Reading the ICO’s monetary penalty notice (MPN) served on Marriott one notes that the fine relates to infringements (Articles 32 and 5(1)(f)) of the GDPR between the dates of 25th May 2018 and 18th September 2018 despite the personal data breach occurring on-going from July 2014. The MPN sets out that the ICO is not considering the period up to the introduction of the GDPR – so any infringement of the DPA98 has not been assessed. In the grand scheme of things, levying an additional £500k for a DPA98 breach would not have been of particular significance and may have made for a far more complicated investigation and report.
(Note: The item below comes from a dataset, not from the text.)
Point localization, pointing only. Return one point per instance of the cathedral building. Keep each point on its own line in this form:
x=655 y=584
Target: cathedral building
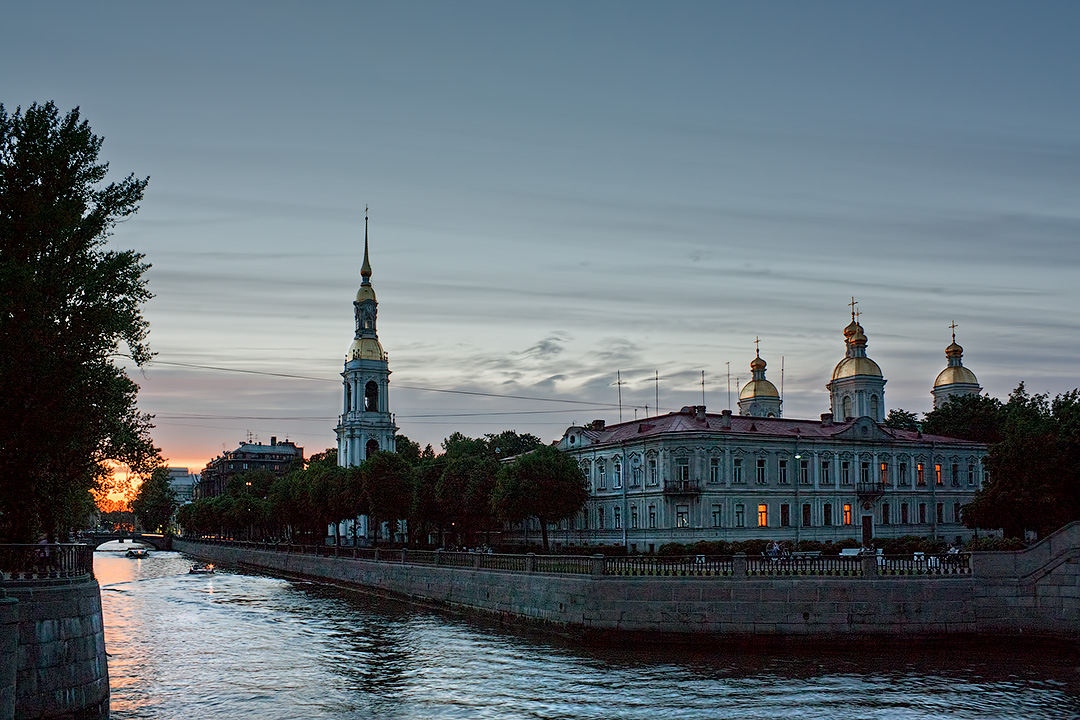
x=696 y=475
As a PCI DSS qualified security assessor, (QSA) the Outsourced DPO was particularly interested in the payment card industry angle to this. The MPN states that Marriott’s reliance on reports on compliance (ROCs) issued by two independent PCI DSS assessors that led Marriott to conclude (albeit erroneously) that access to the card holder environment was appropriately protected, did not constitute a breach Marriott’s obligations under the GDPR. It would seem then that the independent ROCs, which are in effect audit reports to the uninitiated, were accepted as evidence of appropriate security measures being in place – despite them not being sufficiently reliable in the final analysis. An organisational control (the ROC) was effectively implemented to test a technical control (Multi Factor Authentication): but the performance of the organisational control by Marriott’s QSA company (i.e. the testing of the MFA) was flawed.
It’s reassuring that the ICO says hindsight is not an effective methodology for assessing appropriateness of control measures. There are many folks who all too easily jumped on the Marriott-bashing bandwagon. Of note is that having an audit program in place through the PCI DSS ROC was sufficient to provide Marriott with something of a defensible position… well, partially!